MANAGUA, Nicaragua. Se ha ido transformando, sutilmente, en una costumbre: en horas de la noche o de la madrugada me dejo seducir por la visión de esa luna inmensa que adorna el cielo de este país acreedor de una belleza tan misteriosa que humedece los ojos y exalta los latidos del corazón.
Las nubes que, a cada instante, asumen formas tan peculiares, nos retornan la mirada y nos susurran al oído canciones que nos exaltan. A lo lejos uno imagina o cree ver las montañas acariciadas dulcemente por la neblina. No hay forma más intensa de aproximarse al misterio de nuestras vidas que estas circunstancias en que nos sentimos parte esencial y excepcional de la naturaleza y el universo.
Nos conmueve dar las gracias por este privilegio, ser testigos de este milagro que se reproduce cada día, cada noche, cada instante.
Pienso, entonces, que aún no tengo en mis manos mi libro y novela más reciente “Rastros de cenizas”. Hice el proceso de la publicación a una distancia de miles de millas. Sí puedo contemplarlo en las imágenes que me ha enviado Soto el impresor, Paniagua quien lo diagramó y Ana, de Centro Cuesta del Libro. Me tomó casi cuatro años de trabajo en un contexto de dificultades y carencias de toda naturaleza y, finalmente, de una pandemia espantosa que, además de arrodillarnos, ha provocado la muerte a millones de personas.
Me ha impactado el entusiasmo de tantas personas por adquirir el libro y solo espero haber estado, como escritor, a la altura de las circunstancias.
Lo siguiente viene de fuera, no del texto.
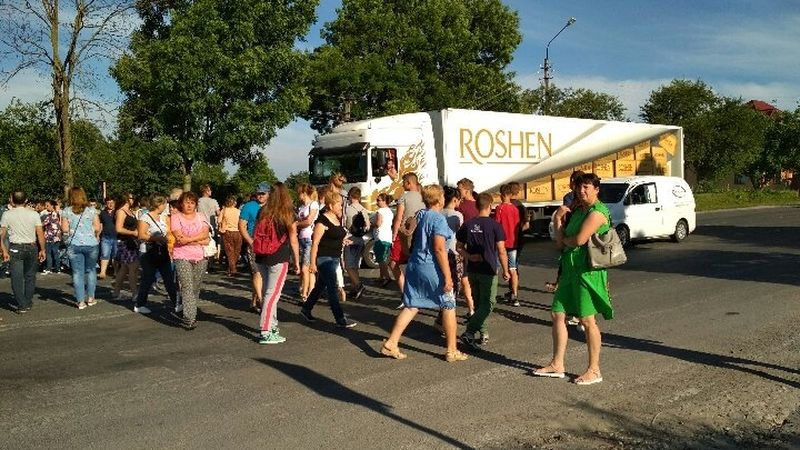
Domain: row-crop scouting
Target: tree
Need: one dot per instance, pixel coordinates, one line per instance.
(725, 140)
(678, 102)
(251, 173)
(395, 56)
(580, 103)
(32, 35)
(214, 79)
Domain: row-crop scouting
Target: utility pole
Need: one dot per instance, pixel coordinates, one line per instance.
(546, 68)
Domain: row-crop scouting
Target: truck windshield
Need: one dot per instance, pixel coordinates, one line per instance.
(612, 192)
(353, 165)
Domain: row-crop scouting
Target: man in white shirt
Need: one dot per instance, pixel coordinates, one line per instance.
(24, 228)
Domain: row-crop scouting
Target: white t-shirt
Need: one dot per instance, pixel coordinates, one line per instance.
(384, 232)
(302, 213)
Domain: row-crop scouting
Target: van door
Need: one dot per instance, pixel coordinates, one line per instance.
(644, 212)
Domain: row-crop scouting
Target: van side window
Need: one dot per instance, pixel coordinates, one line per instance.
(644, 194)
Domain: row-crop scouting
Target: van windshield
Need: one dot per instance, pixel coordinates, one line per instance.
(612, 192)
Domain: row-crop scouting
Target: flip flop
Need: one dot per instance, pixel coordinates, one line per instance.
(540, 373)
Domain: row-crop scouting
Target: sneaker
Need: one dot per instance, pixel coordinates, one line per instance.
(141, 310)
(360, 291)
(271, 337)
(307, 316)
(346, 323)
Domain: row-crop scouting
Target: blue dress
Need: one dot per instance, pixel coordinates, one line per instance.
(424, 285)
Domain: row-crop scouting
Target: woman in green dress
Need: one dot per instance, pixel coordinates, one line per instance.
(582, 292)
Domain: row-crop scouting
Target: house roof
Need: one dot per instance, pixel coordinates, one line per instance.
(763, 107)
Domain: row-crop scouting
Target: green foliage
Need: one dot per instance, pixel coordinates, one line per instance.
(678, 102)
(580, 103)
(396, 56)
(213, 79)
(725, 140)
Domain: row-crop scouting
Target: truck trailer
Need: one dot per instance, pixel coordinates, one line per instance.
(491, 149)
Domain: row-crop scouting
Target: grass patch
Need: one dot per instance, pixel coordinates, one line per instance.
(709, 201)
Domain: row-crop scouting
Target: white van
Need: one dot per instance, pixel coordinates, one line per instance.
(644, 207)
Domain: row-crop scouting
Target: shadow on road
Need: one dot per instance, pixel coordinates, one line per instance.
(611, 340)
(332, 389)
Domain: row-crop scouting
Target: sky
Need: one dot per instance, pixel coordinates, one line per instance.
(627, 48)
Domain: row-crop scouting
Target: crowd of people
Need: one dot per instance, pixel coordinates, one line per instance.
(438, 245)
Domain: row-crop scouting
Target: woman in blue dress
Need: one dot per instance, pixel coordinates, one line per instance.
(428, 283)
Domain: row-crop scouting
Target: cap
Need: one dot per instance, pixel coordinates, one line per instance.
(263, 187)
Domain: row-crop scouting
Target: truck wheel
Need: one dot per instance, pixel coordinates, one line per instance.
(681, 231)
(624, 235)
(368, 256)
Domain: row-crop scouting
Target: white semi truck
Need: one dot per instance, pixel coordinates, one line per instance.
(491, 149)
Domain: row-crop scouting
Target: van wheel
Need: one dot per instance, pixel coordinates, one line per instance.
(624, 235)
(368, 256)
(681, 231)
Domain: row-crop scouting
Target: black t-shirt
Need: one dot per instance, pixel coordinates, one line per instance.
(283, 254)
(331, 242)
(109, 224)
(481, 235)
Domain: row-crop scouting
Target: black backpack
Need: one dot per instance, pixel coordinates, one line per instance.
(359, 226)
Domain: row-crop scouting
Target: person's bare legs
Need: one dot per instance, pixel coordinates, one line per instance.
(400, 324)
(398, 275)
(450, 325)
(467, 291)
(593, 343)
(560, 337)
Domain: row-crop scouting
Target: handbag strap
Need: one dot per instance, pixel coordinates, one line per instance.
(76, 227)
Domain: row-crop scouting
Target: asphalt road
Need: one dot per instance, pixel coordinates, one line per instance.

Todos y cada uno de los personajes de este texto me han costado muchas horas con los ojos abiertos en la oscuridad. Con frecuencia las pesadillas me interrumpen el sueño y, entonces, me es casi imposible recuperarlo.
Una amiga muy apreciada, Elizabeth Quezada, a quien admiro por su ilustración e inteligencia, y a quien remití dos o tres versiones del libro, años antes de su publicación, me llamó en una madrugada, para decirme que “Rastros de cenizas” adelantaba “un mundo azotado por un mal terrible” y me confesó que “esa novela, su trama, descripciones, diálogos y personajes le robaron la tranquilidad”.
“Quiera Dios”, fueron sus palabras, “que la humanidad no tenga que enfrentar niveles de transformación tan radicales que provoquen la pérdida de lo que de ese concepto aún nos queda”. Recuerdo de forma muy vívida esas palabras, pronunciadas mucho antes de la aparición física de la pandemia. El libro, en esencia, se refiere a cambios radicales en la condición humana y la incursión dominante de una forma de vida plagada de oscuridad y una maldad sin límites.
Escuché opiniones de los amigos Heriberto Hernández, Rafael Evangelista y Daniel Contreras quienes coincidieron con lo expuesto por Eli Quezada. Aún es la hora en que desconocemos con absoluta certidumbre el destino final de estos tiempos tan extraños y enigmáticos.
Sí confío y creo en la infinita capacidad del ser humano, de la bondad intrínseca de nuestra condición y de la presencia indeclinable de realidades que yacen mucho más allá de nuestro entendimiento.
Quizás por eso en los últimos tiempos me he refugiado en las vivencias de un científico al que todos admiramos por su indeclinable actitud de enfrentar sin vacilaciones la desgracia y la tragedia cuando tocan a nuestras puertas.
Me refiero a Stephen Hawking, la mente más asombrosa que ha concebido la humanidad en décadas.
En un texto escrito por el también científico Leonard Mlodinow en el que se relata con detalles su amistad leemos que “Stephen sabía que eran los vínculos humanos, el amor y no solo a la ciencia, cuanto lo nutría”.